By Dr. Abdul Wadud Nafis, Lc., MEI

Every child is born like a clean white sheet, and it is the parents who shape its colors. When a child exhibits “naughty” behavior, they are actually asking for guidance—not punishment. This is where the role of parents becomes crucial—not merely to correct, but to shape the soul. Religious education, habitual worship, and the instilling of noble character are the three main pillars that can transform mischief into righteousness and instability into strength of character. Through love, prayer, and good example, even the most rebellious child can grow into a gentle, obedient, and morally upright individual.

The following is a comprehensive explanation of strategies for educating a mischievous child, integrated with religious education, regular worship, and the development of akhlaqul karimah (noble character):

1. Understand the Causes of Misbehavior

Before educating, first understand the root of a child’s misbehavior. It may stem from environmental factors, lack of attention, a desire to assert their presence, or imitating negative adult behavior. In Islam, a child is an amanah (trust), and it is the parents’ duty to discover and fulfill their inner needs.

2. Build Loving Communication

Teach children to speak politely and openly. Listen to them without judgment. In Islamic teachings, the Prophet Muhammad (peace be upon him) interacted gently with children—even when they made mistakes.

3. Instill Religious Values Early On

Religion is the foundation of morality. A child who understands religious values will develop an inner moral compass.

Teach tawheed (monotheism) and love for Allah and His Messenger.

Gently introduce the concepts of halal-haram, reward and sin.

Involve children in simple religious discussions, like “Why do we pray?” or “What does it mean to be honest?”
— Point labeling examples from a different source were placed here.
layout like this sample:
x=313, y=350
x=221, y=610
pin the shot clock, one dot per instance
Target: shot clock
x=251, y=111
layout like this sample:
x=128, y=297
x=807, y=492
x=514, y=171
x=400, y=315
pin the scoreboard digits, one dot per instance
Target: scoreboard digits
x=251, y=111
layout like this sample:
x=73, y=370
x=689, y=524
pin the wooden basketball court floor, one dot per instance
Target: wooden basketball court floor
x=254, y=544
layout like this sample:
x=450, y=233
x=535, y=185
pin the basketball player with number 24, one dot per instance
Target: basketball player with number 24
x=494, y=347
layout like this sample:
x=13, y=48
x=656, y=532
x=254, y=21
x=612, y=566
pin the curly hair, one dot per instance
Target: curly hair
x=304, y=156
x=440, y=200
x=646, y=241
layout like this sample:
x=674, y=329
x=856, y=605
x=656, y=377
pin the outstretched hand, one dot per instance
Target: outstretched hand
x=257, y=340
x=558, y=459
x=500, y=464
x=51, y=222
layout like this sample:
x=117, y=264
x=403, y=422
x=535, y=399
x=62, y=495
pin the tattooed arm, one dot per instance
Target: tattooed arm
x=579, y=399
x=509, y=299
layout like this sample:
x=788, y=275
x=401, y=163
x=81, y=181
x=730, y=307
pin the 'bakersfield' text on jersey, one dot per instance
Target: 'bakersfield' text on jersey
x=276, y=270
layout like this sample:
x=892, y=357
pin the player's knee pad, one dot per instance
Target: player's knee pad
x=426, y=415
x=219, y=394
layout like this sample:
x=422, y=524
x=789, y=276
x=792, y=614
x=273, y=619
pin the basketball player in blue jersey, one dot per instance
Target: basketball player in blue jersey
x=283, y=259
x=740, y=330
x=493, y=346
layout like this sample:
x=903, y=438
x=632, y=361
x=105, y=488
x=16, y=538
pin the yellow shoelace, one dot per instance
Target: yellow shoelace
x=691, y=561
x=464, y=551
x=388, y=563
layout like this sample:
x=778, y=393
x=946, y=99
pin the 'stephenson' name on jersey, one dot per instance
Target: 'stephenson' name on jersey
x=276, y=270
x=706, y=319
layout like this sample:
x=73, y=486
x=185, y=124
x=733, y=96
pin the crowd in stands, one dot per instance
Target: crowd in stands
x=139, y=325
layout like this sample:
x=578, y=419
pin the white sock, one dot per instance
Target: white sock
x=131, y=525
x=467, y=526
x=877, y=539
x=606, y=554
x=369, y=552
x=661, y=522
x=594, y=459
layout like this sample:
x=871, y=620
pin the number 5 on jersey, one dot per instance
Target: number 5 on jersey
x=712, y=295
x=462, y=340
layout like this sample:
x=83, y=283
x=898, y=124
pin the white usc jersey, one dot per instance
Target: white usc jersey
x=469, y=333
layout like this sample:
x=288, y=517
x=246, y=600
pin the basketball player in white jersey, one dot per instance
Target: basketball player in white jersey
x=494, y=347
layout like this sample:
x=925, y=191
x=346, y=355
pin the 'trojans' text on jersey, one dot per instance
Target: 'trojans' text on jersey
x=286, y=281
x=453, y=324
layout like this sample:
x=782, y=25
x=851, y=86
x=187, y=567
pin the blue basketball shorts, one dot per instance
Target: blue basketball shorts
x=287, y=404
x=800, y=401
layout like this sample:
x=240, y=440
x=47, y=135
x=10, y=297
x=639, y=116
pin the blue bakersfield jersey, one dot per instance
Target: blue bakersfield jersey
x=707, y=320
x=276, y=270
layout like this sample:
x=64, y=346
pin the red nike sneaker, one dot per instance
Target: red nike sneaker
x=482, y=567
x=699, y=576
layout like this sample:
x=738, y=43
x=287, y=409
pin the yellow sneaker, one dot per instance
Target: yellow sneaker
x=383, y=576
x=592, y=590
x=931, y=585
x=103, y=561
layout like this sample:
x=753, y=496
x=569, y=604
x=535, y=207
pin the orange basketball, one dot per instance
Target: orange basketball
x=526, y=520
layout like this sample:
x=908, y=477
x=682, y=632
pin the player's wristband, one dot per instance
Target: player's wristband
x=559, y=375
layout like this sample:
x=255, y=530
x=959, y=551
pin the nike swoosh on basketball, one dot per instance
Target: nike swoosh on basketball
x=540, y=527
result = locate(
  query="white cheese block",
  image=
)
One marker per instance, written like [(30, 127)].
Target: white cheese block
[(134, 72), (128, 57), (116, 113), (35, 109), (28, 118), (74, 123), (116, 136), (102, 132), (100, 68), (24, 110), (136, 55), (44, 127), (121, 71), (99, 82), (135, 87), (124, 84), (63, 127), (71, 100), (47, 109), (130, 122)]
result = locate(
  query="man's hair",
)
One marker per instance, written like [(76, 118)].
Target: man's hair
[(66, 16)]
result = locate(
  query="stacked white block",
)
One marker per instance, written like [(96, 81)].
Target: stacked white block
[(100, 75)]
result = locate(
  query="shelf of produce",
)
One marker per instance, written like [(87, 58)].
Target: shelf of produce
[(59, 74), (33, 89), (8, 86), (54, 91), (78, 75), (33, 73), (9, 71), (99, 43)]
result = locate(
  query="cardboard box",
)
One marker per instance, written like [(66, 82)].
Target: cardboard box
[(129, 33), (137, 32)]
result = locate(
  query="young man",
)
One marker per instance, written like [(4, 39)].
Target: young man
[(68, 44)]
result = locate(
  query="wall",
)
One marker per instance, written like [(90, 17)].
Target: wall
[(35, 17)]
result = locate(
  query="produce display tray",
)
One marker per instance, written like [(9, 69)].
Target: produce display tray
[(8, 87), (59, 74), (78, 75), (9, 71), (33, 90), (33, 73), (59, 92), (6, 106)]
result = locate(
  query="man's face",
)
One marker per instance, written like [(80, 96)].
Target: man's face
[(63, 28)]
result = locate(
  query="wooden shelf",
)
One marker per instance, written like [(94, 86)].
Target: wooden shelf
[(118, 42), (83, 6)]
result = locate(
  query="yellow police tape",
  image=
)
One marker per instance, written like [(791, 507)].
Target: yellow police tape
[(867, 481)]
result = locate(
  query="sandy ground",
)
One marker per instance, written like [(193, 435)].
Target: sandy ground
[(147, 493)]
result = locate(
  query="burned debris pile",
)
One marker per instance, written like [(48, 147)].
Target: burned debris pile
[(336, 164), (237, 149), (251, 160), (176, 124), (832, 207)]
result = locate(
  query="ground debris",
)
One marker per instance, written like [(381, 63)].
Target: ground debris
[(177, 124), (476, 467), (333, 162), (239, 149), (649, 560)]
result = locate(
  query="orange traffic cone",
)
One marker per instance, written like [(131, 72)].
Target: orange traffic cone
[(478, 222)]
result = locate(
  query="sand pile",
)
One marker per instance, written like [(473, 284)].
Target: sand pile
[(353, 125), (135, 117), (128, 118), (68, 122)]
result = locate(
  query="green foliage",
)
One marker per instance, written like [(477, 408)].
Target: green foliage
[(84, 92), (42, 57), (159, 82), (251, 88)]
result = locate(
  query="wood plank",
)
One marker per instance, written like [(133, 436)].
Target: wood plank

4. Establish Daily Worship Habits

Worship builds discipline, calms the soul, and brings children closer to Allah.

Invite them to pray in congregation, especially at dawn (Subh) and sunset (Maghrib).

Guide them in reciting daily prayers and reading the Qur’an.

Foster a love of worship—not out of fear, but out of love for Allah.

5. Shape Noble Character Through Example

Character is a reflection of faith. Children learn from what they see. Therefore:

Model good character traits such as patience, honesty, humility, and helpfulness.

Use stories of the Prophet Muhammad (peace be upon him) as role models: how he treated children, elders, and those who disagreed with him.

6. Apply Discipline with Consistency and Compassion

Discipline does not mean harshness. In Islam, educating is an act filled with mercy.

Create clear rules and constructive consequences—not punitive ones.

Teach that good deeds earn reward and bad ones have consequences.

7. Appreciate and Encourage Positive Behavior

Praise children when they show good behavior. In Islam, giving glad tidings is preferred over instilling fear.

Example: “MashaAllah, you prayed on time. Surely Allah loves you.”

8. Distance from Negative Influences, Connect with Islamic Environments

Limit interactions or exposure to uneducational content.

Encourage participation in mosque activities, children’s Islamic study circles, or Islamic community groups.

9. Make the Home a Madrasah and a Place of Love

Home should be where children feel safe, valued, and guided. A religious atmosphere at home has great impact:

Frequently engage in dhikr and read Qur’an together.

Use Islamic expressions like bismillah, alhamdulillah, inshaAllah, and so on.

Infuse love and prayer into everyday activities.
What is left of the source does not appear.